Simon James (born 13 March 1954) is an English acoustic guitarist and a founding member of Acoustic Alchemy. After leaving the band, he formed Kymaera, a Latin-style contemporary jazz band.

==Early years and education==
Born in York, England, James was educated at Ampleforth College, North Yorkshire Leeds College of Music, studying flute and guitar, and Trinity College of Music, London, where he studied guitar and composition with Hector Quine and David Newbold respectively. He joined the teaching staff at Trinity in 1977 and became guitar tutor at the Purcell School of Music in 1984. In 1981 he attended a master class in flamenco given by Paco Peña in Cordoba, Spain. Flamenco influenced his music on the early recordings by Acoustic Alchemy. In 1983 he became guitar teacher at Whitgift School.

==Career==
In 1979 James helped start the band Acoustic Alchemy. In 1985, he left the band to pursue other interests. He has toured solo, with Nick Webb, and with Maria Ewing, and has performed on live broadcasts for radio and television.

In 1984–1985 James and Webb began a collaboration with actress Sylvia Syms on a series of shows combining poetry and music ("The Female Principle", "If This Be Love", "Mothers and Daughters", "Love Lust and We All Make Mistakes"). This involved writing and arranging music for the shows and appearing in them.

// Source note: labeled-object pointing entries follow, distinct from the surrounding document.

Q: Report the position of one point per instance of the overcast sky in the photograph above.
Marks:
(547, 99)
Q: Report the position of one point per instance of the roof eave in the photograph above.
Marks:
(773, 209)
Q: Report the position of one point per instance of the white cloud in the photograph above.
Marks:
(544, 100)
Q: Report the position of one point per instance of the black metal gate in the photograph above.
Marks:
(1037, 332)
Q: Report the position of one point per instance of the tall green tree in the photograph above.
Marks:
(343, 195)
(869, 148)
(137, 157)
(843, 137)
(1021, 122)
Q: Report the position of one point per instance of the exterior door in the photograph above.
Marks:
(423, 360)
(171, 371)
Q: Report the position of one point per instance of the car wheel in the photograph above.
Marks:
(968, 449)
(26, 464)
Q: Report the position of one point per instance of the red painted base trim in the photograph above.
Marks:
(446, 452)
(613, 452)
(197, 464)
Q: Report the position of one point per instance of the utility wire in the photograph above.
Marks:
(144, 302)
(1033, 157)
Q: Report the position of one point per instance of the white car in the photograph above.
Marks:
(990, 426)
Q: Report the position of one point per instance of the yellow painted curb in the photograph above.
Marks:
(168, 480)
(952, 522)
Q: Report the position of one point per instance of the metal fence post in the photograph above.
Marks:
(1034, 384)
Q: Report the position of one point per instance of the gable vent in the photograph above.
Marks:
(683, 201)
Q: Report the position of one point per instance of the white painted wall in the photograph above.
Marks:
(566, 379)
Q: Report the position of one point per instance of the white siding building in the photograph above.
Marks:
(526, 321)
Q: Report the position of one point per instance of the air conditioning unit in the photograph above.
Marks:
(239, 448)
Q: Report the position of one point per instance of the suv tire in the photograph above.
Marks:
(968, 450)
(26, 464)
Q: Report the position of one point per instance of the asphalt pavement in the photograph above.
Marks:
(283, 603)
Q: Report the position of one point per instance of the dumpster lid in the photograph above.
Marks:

In 1987 James started the publishing company Designer Music. Commissions have included a fifteen part history of bullfighting released in Spain by Planeta/Agostini in Autumn 1994 and a thirteen part series on serial killers produced by Mainline Television in 1996 for SKY TV. Another series of commissions lead to the formation of the band Kymaera in 1998.

Kymaera's first album, Rio Moods (MCI), was a tribute to the music of Antonio Carlos Jobim but also contained original compositions. The second album consisted of music by George Michael. James and guitarist Shane Hill arranged the music and produced the albums. Kymaera made its debut at Ronnie Scott's Jazz Club on 21 June 1998. A third album, Careless Whispers, was released in September 1998. Into the Rainbow (2001) was a tribute to his former partner Webb, who died in February 1998, and included Ewing and Greg Carmichael from Acoustic Alchemy. In July and August 2001 Kymaera made an album for Union Square entitled California Dreamin' which was released the following year. In 2004 Kymaera recorded another album for Union Square. Some tracks were released in 2006 on Smooth Jazz with vocals by Lynieve Austin. In 2006, James formed the band Almaraya based on the rhythm section of Kymaera and the vocals of Austin. The band performed for the first time at Croydon Jazz Festival in April of that year.